Researchers have long warned of the dangers of low-credibility information on social platforms. A 2024 analysis found a correlation between distributing unreliable information and attention – being less reliable was a winning strategy for getting noticed. This dynamic applies to anyone building an audience, pitting careful professionals against carnival barkers who claim any expertise that fits the trending topic.
LinkedIn has become the professional-class equivalent of late-night infomercial television, where careers are peddled as products, and hollow advice is sold under the guise of mentorship. The trick remains the same – look at me, I’m living proof that what I’m selling works! – but now it comes with a modern twist: curated profiles, fabricated job titles, and bot-inflated followers.
What’s maddening is not just the existence of grifters, but how platforms like LinkedIn actively reward them. The algorithm doesn’t distinguish between thoughtful, well-researched content and hastily generated LLM output – both can trigger engagement, usually at the cheaper option’s expense.

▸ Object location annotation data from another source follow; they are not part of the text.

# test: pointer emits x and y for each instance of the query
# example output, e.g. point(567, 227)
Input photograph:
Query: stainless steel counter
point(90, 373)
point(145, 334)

This erosion of expertise has far-reaching consequences. When incentives no longer point toward honest, competent work, we lose trust in professionals and institutions. We start to believe that anyone can be an expert, regardless of their actual abilities or qualifications. This erodes our collective capacity for critical thinking and informed decision-making.
In a world where visibility is paramount, substance has become optional. But as Frankfurt observed, the bullshitter is a greater threat to honest discourse than any liar. They are indifferent to truth, and their actions have consequences that we’re only beginning to realize.

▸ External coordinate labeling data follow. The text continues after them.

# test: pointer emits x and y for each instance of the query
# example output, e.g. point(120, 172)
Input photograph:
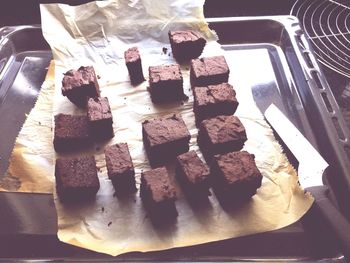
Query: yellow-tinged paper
point(97, 34)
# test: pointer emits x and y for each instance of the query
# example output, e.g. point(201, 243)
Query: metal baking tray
point(28, 221)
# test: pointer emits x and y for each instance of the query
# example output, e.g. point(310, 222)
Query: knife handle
point(339, 225)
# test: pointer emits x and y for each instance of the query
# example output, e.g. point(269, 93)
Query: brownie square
point(209, 71)
point(76, 178)
point(134, 65)
point(193, 174)
point(120, 168)
point(236, 175)
point(158, 194)
point(214, 100)
point(186, 44)
point(79, 85)
point(100, 118)
point(71, 132)
point(165, 138)
point(221, 134)
point(166, 83)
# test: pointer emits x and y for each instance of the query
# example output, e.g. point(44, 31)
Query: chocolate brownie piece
point(76, 178)
point(193, 174)
point(79, 85)
point(133, 63)
point(158, 194)
point(71, 132)
point(120, 168)
point(214, 100)
point(236, 175)
point(165, 138)
point(100, 118)
point(221, 134)
point(186, 44)
point(209, 71)
point(166, 83)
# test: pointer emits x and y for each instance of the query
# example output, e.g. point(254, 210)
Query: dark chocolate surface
point(214, 100)
point(100, 118)
point(134, 65)
point(165, 138)
point(120, 167)
point(236, 175)
point(76, 178)
point(159, 185)
point(166, 83)
point(186, 44)
point(79, 85)
point(208, 71)
point(221, 134)
point(71, 132)
point(192, 167)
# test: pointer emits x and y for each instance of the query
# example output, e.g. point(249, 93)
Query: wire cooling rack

The answer lies in our collective willingness to prioritize quality over quantity and recognize the importance of genuine expertise in a world gone mad for visibility.
Editor’s Picks
Curated by our editorial team with AI assistance to spark discussion.
- QSQuinn S. · senior engineer
The rise of bullshittery is a symptom of a larger issue: the commodification of expertise on social platforms like LinkedIn. While the article highlights the erosion of credibility, I'd argue that the real problem lies in the algorithmic incentives driving this phenomenon. By prioritizing visibility over substance, these platforms inadvertently create a culture where "thought leaders" are valued more for their persona than their knowledge. To combat this trend, professionals must reevaluate what they share and how it's shared – perhaps by creating spaces outside of mainstream social media to foster meaningful discussions and build reputations on the merit of one's work.
- AKAsha K. · self-taught dev
The Rise of Bullshittery in Professional Landscapes sheds light on a concerning phenomenon that's been brewing online. However, the article overlooks a crucial aspect: how this culture of noise and misinformation can lead to real-world consequences for organizations and professionals who inadvertently amplify or collaborate with bullshitters. It's one thing to critique the visibility-obsessed professional landscape; it's another to acknowledge the ripple effects on trust, accountability, and ultimately, business outcomes when fake expertise goes unchallenged.
- TSThe Stack Desk · editorial
The rise of bullshittery on LinkedIn highlights a pernicious trend in professional culture: the devaluation of expertise in favor of visibility. Yet, as the article notes, this isn't merely a matter of individuals being dishonest – it's also about systems that incentivize superficiality. The platform's algorithmic amplification of clickbait and "expert" soundbites creates a feedback loop that rewards quantity over quality. A critical consideration is the role of corporate influence: companies often curate LinkedIn personas to peddle their own snake oil, further obscuring the line between genuine expertise and shallow marketing speak.